JVG: Writing as a parent—particularly during a pandemic—can be challenging, to say the least. “The Mills” was clearly inspired, at least in part, by your having young daughters. Can you speak to the challenges and rewards of writing as a parent?  

JG: 2020 has not been a writing season for me; this has been hard to accept. My family faced some sad months, but thankfully we are all healthy. My priorities right now are quality sleep, (somewhat?) successful learning from home, staying healthy, and trying to maintain some semblance of a normal routine for my kids. I have a large project I’m supposed to be editing, and a story I started pre-pandemic that needs finishing, but at the end of each day, I’m just—spent.

In general, though, my kids inform and enrich my writing, too, in unexpected ways. Before becoming a parent, I think I easily underestimated children—on the page and off. I’m more careful now.

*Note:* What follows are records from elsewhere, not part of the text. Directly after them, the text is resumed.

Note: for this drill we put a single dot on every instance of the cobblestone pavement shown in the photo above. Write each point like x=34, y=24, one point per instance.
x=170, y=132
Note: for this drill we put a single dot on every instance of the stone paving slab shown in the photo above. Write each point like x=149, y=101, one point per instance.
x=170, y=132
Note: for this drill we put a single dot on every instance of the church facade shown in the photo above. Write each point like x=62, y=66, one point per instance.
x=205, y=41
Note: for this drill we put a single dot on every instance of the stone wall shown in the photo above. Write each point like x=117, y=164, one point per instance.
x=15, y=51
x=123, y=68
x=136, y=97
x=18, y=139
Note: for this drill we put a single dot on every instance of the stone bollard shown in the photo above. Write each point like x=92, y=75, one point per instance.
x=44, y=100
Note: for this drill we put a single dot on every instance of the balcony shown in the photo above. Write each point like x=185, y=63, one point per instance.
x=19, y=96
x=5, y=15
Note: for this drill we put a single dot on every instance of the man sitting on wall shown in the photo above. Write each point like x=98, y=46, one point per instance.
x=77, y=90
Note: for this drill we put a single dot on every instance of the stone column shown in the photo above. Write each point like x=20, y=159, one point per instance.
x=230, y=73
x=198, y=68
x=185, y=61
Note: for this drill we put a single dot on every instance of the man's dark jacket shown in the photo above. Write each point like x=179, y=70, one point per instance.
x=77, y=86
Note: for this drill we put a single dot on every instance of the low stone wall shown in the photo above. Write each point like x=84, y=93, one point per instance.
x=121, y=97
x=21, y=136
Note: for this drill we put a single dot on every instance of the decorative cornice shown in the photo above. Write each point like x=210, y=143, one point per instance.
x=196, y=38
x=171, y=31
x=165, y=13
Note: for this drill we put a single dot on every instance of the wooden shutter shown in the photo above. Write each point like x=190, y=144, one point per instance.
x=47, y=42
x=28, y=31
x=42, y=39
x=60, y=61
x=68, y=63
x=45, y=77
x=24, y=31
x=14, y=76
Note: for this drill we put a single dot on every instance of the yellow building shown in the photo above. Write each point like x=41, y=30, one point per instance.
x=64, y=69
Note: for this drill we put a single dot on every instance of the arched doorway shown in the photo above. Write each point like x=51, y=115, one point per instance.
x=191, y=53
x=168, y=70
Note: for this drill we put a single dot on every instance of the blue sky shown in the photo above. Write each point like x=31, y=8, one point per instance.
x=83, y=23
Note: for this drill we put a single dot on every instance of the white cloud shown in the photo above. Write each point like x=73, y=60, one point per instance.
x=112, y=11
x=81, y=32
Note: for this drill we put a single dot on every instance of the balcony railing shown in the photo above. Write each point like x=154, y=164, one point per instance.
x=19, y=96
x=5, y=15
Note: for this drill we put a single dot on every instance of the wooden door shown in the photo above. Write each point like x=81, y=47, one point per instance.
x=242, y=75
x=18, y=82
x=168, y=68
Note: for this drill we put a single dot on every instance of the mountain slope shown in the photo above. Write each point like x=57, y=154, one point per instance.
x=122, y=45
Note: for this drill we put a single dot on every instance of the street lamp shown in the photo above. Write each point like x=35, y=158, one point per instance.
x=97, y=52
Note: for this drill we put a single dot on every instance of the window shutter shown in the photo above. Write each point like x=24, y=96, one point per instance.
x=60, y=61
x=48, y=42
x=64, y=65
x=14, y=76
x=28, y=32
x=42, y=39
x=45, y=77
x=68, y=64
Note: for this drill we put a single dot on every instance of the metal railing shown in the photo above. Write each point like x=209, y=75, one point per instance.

When the pandemic is over, I do not expect to have generated many pages, but I hope to have a family who has remained healthy, and kids who have come out of it more resilient. Hopefully, when it is over, they’ll see their mom sitting in the dark one morning, on her second cup of strong tea, adding a page to a new story before they all have breakfast and walk to school. Maybe seeing mom do that again will be just as good for them as it will be for me.

 

 

 

 

JV Genova is an MFA candidate in nonfiction at Colorado State University and an associate editor for Colorado Review. When she isn’t writing, she dabbles in photography and grows potatoes. She cannot believe she is someone’s mother.